Teori hegemoni mengajarkan kepada kita bahwa negara hanyalah alat untuk menguasai atau di kuasai. Indonesia sebagai entitas sebuah negara yang telah mengalami sejarah panjang peradaban juga tidak lepas dari dominasi antara yang dominan dengan yang di dominasi. Dalam catatan sejarah bangsa, kita mengetahui negara ini pernah mengalami pergolakan sejarah yang buruk, mengalami revolusi yang memunculkan banyak korban anak negeri.

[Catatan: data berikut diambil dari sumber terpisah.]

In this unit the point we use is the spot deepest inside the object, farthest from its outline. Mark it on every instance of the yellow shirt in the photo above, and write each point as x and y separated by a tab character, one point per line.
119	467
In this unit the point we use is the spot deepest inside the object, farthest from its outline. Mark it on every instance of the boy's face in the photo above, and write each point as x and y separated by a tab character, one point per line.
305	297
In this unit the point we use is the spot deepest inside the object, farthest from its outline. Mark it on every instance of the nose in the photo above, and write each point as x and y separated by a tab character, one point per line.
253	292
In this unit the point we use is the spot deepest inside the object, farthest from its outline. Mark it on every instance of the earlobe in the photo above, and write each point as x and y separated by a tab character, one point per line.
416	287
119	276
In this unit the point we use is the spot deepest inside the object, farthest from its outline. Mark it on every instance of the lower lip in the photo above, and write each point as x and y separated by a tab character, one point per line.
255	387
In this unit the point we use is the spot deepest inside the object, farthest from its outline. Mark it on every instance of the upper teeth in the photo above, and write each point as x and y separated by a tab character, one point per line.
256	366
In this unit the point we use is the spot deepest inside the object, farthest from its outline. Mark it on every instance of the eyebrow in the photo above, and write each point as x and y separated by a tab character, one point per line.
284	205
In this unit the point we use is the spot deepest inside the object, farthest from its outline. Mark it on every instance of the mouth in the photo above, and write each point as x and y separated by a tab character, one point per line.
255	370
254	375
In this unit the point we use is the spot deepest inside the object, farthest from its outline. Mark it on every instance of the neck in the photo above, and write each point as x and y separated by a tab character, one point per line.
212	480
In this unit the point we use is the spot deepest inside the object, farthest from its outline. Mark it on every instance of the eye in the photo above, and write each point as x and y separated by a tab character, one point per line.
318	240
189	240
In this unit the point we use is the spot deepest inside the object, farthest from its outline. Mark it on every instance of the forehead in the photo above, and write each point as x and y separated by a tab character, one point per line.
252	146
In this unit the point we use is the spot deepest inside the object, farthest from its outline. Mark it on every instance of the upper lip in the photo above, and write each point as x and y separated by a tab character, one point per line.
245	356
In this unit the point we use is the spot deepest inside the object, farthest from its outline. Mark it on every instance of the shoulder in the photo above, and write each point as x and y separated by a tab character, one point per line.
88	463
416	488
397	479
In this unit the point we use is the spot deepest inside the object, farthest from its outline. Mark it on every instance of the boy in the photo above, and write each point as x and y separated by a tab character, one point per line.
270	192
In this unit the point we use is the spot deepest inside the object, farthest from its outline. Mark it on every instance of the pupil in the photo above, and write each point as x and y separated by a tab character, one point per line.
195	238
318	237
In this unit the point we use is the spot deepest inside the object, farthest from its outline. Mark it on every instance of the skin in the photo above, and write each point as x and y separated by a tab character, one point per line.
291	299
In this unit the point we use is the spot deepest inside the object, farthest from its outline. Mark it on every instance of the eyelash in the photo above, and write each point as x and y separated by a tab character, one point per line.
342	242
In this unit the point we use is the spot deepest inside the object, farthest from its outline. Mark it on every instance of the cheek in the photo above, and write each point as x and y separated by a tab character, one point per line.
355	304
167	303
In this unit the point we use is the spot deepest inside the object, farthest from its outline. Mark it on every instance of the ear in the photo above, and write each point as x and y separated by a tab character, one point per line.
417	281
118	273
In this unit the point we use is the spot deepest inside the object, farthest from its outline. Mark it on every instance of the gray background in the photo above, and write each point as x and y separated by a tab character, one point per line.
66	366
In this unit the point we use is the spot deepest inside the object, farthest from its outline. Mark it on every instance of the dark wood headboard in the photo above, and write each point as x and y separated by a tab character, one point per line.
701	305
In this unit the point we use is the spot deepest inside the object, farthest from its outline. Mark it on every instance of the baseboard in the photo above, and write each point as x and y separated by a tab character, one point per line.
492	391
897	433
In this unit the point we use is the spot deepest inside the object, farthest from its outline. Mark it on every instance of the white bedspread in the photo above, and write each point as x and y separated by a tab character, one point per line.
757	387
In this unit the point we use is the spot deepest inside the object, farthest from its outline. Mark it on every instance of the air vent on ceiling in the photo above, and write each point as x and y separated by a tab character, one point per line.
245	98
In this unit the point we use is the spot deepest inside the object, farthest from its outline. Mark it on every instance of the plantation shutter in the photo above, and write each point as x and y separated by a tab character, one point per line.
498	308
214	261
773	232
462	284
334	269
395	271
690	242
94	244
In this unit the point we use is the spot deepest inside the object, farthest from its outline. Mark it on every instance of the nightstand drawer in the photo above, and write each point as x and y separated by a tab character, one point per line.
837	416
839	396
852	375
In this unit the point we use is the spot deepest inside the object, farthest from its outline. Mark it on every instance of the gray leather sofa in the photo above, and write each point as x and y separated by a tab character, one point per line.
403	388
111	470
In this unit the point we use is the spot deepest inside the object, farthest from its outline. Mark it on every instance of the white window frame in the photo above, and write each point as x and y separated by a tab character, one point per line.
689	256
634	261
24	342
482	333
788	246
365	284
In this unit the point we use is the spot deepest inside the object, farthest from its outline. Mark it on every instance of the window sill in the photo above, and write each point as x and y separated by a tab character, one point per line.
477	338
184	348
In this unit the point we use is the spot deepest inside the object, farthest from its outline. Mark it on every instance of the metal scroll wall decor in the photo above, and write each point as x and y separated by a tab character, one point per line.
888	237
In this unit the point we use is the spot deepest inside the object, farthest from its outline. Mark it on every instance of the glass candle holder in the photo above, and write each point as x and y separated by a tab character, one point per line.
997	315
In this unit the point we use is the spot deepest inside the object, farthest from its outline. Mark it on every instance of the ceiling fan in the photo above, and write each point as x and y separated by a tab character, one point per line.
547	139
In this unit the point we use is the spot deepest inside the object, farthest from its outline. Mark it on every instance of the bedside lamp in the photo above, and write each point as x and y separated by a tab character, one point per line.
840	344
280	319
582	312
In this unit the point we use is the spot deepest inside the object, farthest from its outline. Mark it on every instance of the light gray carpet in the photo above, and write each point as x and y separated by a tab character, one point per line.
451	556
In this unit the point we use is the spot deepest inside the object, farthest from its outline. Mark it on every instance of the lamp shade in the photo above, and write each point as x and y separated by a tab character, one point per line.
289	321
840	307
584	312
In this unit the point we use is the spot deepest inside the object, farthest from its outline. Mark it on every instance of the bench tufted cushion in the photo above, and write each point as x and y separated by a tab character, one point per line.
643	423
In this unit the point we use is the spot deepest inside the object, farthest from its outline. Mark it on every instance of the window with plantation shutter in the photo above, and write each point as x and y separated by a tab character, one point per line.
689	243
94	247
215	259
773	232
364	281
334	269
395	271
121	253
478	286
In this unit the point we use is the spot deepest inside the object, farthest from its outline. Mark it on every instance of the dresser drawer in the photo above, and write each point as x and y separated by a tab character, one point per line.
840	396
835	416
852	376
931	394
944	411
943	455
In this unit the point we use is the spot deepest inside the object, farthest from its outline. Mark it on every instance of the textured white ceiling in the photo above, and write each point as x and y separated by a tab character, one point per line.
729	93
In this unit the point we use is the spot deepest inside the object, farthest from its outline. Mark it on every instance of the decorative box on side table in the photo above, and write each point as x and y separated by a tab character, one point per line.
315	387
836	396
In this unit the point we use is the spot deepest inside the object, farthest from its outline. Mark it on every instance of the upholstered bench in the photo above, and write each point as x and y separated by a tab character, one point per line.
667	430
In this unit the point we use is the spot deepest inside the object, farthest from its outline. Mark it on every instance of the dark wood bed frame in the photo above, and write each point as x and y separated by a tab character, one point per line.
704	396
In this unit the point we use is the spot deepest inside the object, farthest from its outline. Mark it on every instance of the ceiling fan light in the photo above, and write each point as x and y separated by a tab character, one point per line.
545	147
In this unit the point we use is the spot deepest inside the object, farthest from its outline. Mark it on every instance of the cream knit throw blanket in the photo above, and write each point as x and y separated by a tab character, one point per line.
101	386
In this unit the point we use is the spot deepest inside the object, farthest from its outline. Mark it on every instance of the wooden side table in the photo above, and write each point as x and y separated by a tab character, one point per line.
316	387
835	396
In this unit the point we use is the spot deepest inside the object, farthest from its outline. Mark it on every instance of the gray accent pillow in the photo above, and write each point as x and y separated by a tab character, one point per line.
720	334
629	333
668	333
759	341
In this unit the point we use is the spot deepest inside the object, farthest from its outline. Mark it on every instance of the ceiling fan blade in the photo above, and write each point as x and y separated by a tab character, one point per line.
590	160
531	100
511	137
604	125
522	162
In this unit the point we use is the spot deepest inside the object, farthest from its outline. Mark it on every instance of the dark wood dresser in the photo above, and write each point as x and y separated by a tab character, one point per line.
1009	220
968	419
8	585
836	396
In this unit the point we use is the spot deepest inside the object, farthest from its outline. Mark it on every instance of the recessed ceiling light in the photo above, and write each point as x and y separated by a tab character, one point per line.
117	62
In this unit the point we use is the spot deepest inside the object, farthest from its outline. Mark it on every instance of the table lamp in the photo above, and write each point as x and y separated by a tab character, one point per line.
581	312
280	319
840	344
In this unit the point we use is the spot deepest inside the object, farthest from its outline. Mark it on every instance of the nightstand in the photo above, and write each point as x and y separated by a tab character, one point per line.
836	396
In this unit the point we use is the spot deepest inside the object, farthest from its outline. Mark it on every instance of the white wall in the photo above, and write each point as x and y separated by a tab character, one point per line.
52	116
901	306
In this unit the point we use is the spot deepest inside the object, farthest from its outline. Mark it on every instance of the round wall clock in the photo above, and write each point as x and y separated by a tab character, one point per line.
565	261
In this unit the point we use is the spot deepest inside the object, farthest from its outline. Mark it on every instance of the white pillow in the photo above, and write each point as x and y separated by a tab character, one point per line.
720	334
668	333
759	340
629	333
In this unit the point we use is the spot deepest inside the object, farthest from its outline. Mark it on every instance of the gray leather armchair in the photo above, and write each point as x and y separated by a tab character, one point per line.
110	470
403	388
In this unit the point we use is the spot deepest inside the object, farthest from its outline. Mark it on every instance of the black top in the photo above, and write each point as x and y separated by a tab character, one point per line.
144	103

Sejarah buruk bangsa mengajarkan kita bahwa Indonesia berdiri, berkembang dengan begitu macam realitas social yang menjadi masalah social di kemudian hari bagi bangsa ini. Fenomena social yang kita temui diantaranya, kaum elitis politik berebut jadi pimpinan ditengah kemiskinan yang terstruktur, anak kecil menjadi pengemis di lampu merah berjalan-jalan di antara mobil mewah yang berlalu-lalang. Di sudut-sudut dari ramainya gedung-gedung mewah di Jakarta terdapat rumah-rumah kumuh atau warung-warung kecil yang kemungkinan di gusur. Realitas ini menggambaran tanggung jawab mahasiswa sebagai golongan elit intelektual untuk berbuat sesuatu menyelamatkan bangsa.
Hal ini menempatkan posisi penting mahasiswa sebagai golongan tengah berperan sebagai golongan netral dan berpotensi menjadi golongan penggerak perubahan social. Mahasiswa dengan gerakan moral dan pemikiran rasionalnya mampu menjelaskan koreksi  kepada elit pemerintah atau elit yang berkuasa bahwa mereka sedang melakukan kesalahan, peran mahasiswa juga untuk menjelaskan kepada rakyat biasa tentang program-program pemerintah yang akan mensejahterakan mereka atau menyusahkan mereka.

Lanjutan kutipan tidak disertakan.